I think you could put two and two together and sumerize that there could be a 10 page memo on IQs and African Americans and that's why there's not a lot of them at Google. Though I'm willing to hear that I'm wrong

https://www.vox.com/the-big-idea/201...biology-sexism
She seems to be having an emotional response.

Intelligence is not the same as Personality Traits. (1 dimension vs. 5).

Cursory Googling - look at HuffPo using stereotypes:
http://www.huffingtonpost.com/2015/0...n_6416856.html

LOL!
08-11-2017 , 11:49 AM
Quote:
Originally Posted by JiggyMac
She seems to be having an emotional response.

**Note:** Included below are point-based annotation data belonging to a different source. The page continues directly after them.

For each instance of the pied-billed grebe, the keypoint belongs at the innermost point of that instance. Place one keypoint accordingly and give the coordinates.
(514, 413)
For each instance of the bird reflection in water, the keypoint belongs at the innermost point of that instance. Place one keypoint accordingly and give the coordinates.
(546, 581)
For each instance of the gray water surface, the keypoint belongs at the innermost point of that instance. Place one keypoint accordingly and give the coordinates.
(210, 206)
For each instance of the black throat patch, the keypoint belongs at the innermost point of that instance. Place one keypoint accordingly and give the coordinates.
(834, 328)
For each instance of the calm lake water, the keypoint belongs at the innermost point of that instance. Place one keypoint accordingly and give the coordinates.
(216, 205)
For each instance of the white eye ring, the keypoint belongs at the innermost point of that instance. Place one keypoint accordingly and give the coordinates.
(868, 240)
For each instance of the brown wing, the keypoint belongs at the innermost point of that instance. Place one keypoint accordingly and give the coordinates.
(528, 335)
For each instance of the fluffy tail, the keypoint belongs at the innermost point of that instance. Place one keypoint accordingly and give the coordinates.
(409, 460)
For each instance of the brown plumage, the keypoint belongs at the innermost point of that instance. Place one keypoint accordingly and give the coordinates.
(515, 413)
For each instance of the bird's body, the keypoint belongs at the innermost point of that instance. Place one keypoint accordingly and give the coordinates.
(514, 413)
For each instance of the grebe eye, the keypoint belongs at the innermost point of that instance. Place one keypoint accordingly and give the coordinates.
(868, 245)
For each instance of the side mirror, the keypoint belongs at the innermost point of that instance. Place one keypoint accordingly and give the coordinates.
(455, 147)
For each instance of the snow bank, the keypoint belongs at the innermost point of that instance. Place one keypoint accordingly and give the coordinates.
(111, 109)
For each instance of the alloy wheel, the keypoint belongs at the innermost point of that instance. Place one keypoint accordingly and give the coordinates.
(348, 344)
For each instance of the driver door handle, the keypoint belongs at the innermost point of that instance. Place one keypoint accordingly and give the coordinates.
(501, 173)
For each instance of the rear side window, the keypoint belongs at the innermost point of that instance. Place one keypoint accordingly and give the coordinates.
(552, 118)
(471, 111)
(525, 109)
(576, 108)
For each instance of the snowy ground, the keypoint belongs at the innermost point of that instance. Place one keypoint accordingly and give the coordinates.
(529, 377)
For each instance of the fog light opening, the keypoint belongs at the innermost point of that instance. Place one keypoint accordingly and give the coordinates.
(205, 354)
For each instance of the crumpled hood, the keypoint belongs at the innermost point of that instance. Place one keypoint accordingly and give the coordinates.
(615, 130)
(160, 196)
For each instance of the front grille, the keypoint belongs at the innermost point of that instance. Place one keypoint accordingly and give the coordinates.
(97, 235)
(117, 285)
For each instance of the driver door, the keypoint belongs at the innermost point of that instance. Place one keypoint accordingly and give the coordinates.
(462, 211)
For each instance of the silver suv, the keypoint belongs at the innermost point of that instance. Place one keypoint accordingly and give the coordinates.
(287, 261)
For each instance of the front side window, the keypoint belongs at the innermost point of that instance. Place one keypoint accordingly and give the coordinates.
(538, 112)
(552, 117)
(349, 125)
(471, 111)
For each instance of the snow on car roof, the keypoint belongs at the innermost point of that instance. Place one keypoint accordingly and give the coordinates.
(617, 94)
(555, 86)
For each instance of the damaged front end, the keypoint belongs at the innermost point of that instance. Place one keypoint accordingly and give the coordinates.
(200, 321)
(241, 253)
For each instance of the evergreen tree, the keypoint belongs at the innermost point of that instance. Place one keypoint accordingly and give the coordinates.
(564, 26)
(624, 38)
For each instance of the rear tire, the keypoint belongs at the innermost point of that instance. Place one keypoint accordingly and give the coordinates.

Intelligence is not the same as Personality Traits.


Oh? Tell!
08-11-2017 , 11:49 AM
Quote:
Originally Posted by JiggyMac
She seems to be having an emotional response.
She's a lecturer in computer science at Stanford and you didn't know what a gulag was.
08-11-2017 , 11:54 AM
Quote:
Originally Posted by Huehuecoyotl
She's a lecturer in computer science at Stanford and you didn't know what a gulag was.
So....she's not an expert in psychology, correct? Seems like an appeal to authority here.

Is she not capable of having an emotional response? You sound like a heartless misogynist.
08-11-2017 , 11:55 AM
Quote:
Originally Posted by JiggyMac
So....she's not an expert in psychology, correct? Seems like an appeal to authority here.

Is she not capable of having an emotional response? You sound like a heartless misogynist.
She's a lecturer in computer science at Stanford and you didn't know what a gulag was.